The company announced last month that it would temporarily close its restaurants in Russia due to the country’s invasion of Ukraine. It also closed restaurants in Ukraine. Those closures cost McDonald’s $127 million last quarter.
McDonald’s said in March it would continue to pay its 62,000 Russian employees despite the country’s shutdown. CEO Chris Kemczinski added during a call with analysts on Thursday that McDonald’s also supports Ukrainian employees: “In both countries we have continued to pay employees and have provided additional support.”
These labor costs, plus payments for rent and consumables, cost the company $27 million.
“Findings include … $100 million in inventory costs in the company’s supply chain, likely being disposed of because restaurants are temporarily closed,” the company said in a statement.
According to an investor document, there were 847 McDonald’s restaurants in Russia at the end of last year. Together with another 108 in Ukraine, they accounted for 9% of the company’s sales in 2021.
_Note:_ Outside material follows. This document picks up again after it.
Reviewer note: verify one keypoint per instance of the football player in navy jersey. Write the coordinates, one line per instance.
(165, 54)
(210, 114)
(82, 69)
The closures hurt McDonald’s net income, which fell 28% in the three months ended March 31.
Elsewhere, McDonald’s sales grew.
Globally, revenue from restaurants open 13 months or more grew 11.8% in the quarter, driven by international locations. In the United States, sales fell 3.5%, thanks in part to higher prices. Last year, McDonald’s increased prices by about 6%.
Marketing of the company’s key menu items and growth of its digital business, thanks in part to its rewards program, also contributed to the growth in U.S. sales, McDonald’s said.